The one who spreads out shamayim like gauze,

            And stretches them out like a tent to dwell in. (Isaiah 40:21-22)

shamayim (שָׁמַיִם) = heavens, skies, firmament. (Always in the plural form, indicated by the suffix -im, or perhaps in the duplex form, in which the suffix -ayim indicates a pair.)

Let us take these metaphors one line at a time.

[By] the one who sits enthroned above the disk of the earth

When God is not in the sanctuary the Israelites built for God on earth, God is often described as enthroned in the shamayim, the heavens. From a vantage point that includes most of the horizon, the earth does look like a circular disk, and the sky looks like a dome.

And its inhabitants are like grasshoppers

To someone sitting at the top of the sky, human beings down on earth would indeed look tiny.
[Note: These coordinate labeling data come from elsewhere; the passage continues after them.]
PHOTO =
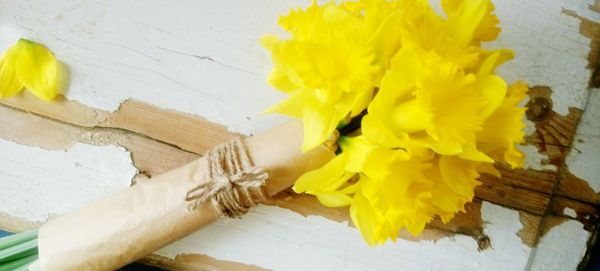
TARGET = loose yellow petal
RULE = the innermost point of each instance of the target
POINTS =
(37, 69)
(9, 84)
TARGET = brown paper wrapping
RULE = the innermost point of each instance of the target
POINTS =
(135, 222)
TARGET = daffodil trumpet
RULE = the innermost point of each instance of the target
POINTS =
(414, 98)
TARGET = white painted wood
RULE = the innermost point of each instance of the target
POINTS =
(279, 239)
(550, 51)
(562, 248)
(36, 184)
(203, 57)
(583, 160)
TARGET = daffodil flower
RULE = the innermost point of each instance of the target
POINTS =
(29, 65)
(437, 114)
(326, 68)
The scouts in the book of Numbers use the same word for grasshoppers, chagavim (חֲגָבִים), to describe how they thought they looked to the giant people in Canaan.3 The grasshopper simile is an exaggeration for giants, who would be no more than twice as tall as the scouts. But it is an understatement for God, who looks down from the clouds and stars.

The one who spreads out shamayim like gauze

Clouds do look like gauze. The skies cannot be made entirely out of clouds, since there are also clear days. But poetry does not have to be technically accurate.
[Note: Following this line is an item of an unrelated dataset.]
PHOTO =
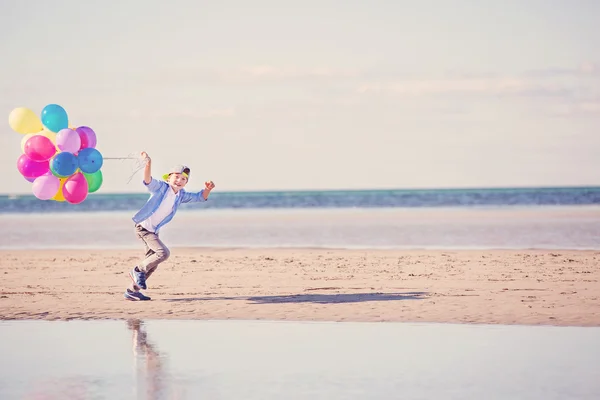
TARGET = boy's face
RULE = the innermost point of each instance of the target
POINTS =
(177, 181)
And stretches them out like a tent to dwell in

On a cloudy day the dome of the sky might look like the inside of a gigantic tent—which is a type of home. The description of God in a tent of sky is similar to Psalm 104, which begins:

May my soul bless God!

            God, my god, you are very great.

You are clothed in majesty and splendor,

            Wrapped in light like a robe,

Spreading out shamayim like tent-fabric. (Psalm 104:1-2)

The Master Gardener

After second Isaiah shows us God enthroned high in the sky—which God created in the first place—the prophet points out that compared to God, even the most powerful human beings are less important than grasshoppers. God is:

The one who appoints princes to nothingness,

            Who makes judges of the earth tohu (Isaiah 40:24)

tohu (תֺהוּ) = unreality; emptiness; chaos, confusion; worthlessness. 

Here tohu means as insignificant as a “nothing”.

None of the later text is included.